En verdad, ejerció un magisterio mucho más amplio del que acotan los recintos académicos. Sus artículos y reseñas se publicaban en revistas y periódicos (algo que un crítico deconstruccionista consideraría una forma extrema de degradación intelectual) y algunos de sus libros —como el que escribió sobre los manuscritos hallados en el Mar Muerto— fueron reportajes para The New Yorker. Pero el escribir para el gran público profano no le restó rigor ni osadía intelectual; más bien lo obligó a tratar de ser siempre responsable e inteligible a la hora de escribir.

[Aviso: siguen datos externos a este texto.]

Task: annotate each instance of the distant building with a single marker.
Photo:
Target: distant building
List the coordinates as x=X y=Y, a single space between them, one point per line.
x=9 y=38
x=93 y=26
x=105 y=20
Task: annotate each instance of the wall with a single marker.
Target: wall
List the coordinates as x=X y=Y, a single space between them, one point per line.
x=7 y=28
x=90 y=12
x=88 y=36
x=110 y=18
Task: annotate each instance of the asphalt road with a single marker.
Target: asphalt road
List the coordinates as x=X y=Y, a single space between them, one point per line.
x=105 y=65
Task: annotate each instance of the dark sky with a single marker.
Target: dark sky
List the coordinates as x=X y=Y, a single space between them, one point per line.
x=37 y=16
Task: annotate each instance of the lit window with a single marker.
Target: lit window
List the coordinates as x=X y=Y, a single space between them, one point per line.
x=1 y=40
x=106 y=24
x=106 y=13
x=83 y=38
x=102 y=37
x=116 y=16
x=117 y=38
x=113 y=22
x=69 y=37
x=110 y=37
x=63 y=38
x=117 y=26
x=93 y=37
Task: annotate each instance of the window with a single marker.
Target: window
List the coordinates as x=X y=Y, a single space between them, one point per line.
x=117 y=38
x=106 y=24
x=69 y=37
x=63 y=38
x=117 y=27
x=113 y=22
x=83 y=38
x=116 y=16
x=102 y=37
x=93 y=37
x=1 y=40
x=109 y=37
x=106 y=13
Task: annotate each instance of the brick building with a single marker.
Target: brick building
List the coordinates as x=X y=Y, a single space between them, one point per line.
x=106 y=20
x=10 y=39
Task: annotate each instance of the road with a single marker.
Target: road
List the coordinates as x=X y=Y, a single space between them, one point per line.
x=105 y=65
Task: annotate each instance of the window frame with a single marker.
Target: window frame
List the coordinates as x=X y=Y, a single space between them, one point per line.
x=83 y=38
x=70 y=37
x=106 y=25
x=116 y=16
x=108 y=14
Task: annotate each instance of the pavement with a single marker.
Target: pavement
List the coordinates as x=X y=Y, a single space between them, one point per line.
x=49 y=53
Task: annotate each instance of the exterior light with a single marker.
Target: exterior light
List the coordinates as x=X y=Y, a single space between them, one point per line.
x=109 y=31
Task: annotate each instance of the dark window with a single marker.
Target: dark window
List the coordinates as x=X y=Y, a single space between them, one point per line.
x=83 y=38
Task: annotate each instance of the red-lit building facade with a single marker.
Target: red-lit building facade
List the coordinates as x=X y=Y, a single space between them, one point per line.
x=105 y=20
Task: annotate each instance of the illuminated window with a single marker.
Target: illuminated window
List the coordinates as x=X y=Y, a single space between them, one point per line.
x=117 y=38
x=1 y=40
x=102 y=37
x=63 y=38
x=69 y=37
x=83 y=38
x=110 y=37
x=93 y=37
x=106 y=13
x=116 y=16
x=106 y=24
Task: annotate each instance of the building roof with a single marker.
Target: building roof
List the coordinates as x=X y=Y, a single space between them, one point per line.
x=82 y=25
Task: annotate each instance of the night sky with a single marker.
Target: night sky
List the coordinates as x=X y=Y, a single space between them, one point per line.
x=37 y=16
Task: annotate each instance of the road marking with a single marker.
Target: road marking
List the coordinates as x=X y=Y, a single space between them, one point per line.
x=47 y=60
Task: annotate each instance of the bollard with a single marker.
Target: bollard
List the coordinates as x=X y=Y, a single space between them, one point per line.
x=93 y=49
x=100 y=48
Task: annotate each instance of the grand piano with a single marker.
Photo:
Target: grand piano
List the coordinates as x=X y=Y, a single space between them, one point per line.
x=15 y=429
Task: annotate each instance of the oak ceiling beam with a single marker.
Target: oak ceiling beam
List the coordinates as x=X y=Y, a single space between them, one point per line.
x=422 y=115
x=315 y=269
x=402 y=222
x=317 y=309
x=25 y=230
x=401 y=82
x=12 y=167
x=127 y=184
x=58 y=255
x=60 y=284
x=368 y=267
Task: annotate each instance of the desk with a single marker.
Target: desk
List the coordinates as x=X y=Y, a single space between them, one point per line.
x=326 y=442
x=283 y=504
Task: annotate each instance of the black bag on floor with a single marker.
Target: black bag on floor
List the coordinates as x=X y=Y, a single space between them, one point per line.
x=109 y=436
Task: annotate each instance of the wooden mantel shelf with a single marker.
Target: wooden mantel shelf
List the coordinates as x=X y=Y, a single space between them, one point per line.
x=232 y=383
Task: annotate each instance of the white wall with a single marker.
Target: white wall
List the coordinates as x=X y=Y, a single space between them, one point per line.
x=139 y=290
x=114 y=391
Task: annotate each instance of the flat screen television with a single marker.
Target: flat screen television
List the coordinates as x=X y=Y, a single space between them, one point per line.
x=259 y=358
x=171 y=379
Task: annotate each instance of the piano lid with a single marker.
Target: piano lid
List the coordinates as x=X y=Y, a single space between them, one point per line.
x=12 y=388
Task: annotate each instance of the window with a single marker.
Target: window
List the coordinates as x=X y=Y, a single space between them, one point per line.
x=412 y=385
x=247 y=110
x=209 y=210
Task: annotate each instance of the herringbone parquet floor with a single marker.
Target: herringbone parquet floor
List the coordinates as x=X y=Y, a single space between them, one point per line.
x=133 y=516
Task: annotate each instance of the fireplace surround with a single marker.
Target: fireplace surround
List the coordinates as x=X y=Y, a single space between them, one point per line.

Responsabilidad e inteligibilidad van parejas con una cierta concepción de la crítica literaria, con el convencimiento de que el ámbito de la literatura abarca toda la experiencia humana, pues la refleja y contribuye decisivamente a modelarla, y de que, por lo mismo, ella debería ser patrimonio de todos, una actividad que se alimenta en el fondo común de la especie y a la que se puede recurrir incesantemente en busca de un orden cuando parecemos sumidos en el caos, de aliento en momentos de desánimo y de dudas e incertidumbres cuando la realidad que nos rodea parece excesivamente segura y confiable. A la inversa, si se piensa que la función de la literatura es sólo contribuir a la inflación retórica de un dominio especializado del conocimiento, y que los poemas, las novelas, los dramas proliferan con el único objeto de producir ciertos desordenamientos formales en el cuerpo lingüístico, el crítico puede, a la manera de tantos posmodernos, entregarse impunemente a los placeres del desatino conceptual y la tiniebla expresiva.